Bank of Uganda has suspended audit firm Ernst & Young Uganda from auditing any commercial banks this year.
According to reports the suspension is related to the current Crane Bank mess in which billions of money were mismanaged.
The Observer Newspaper further reports Bank of Uganda took the decision to suspend Ernst & Young after a forensic audit showed the firm’s staff had helped the bank hide critical information from other auditors and the regulators.
“This was multilayered fraud,” said the source. “It had been organised for a long time and deliberately to defraud.

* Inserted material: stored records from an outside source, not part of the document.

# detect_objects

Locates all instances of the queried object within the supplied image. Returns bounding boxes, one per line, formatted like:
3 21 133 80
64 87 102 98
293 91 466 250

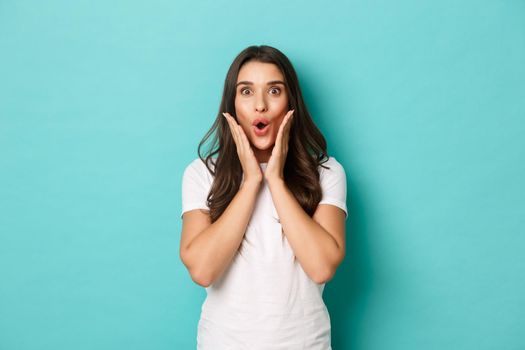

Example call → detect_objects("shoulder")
318 157 345 176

And someone had to take punitive measures,” Observer reported.
Therefore, Ernst & Young is not allowed to audit any commercial bank, credit institutions, microfinance and deposit-taking institutions (MDIs), forex bureaus and money remitters in Uganda this year.
Ernst & Young Uganda is a member of the London-headquartered EY Global, which brands itself as “a global leader in assurance, tax, transactions and advisory services.” It says each of its member entities operate independently.
But the firm’s country leader Geoffrey Byamugisha denied that the suspension is related to Crane Bank. “Our suspension is not connected to Crane bank.”
“The issue is that we were suspended because we submitted our pre-qualification documents to a wrong office at Bank of Uganda,” Byamugisha said, without explaining how they came to appear on the first list of the pre-qualified external auditors published on December 31, 2016.
“It has nothing to do with Crane bank,” he said. “In any case, we have never audited Crane bank.”
Bank of Uganda last week dragged tycoon Sudhir Ruparelia accusing him of siphoning shs 400bn from Crane Bank.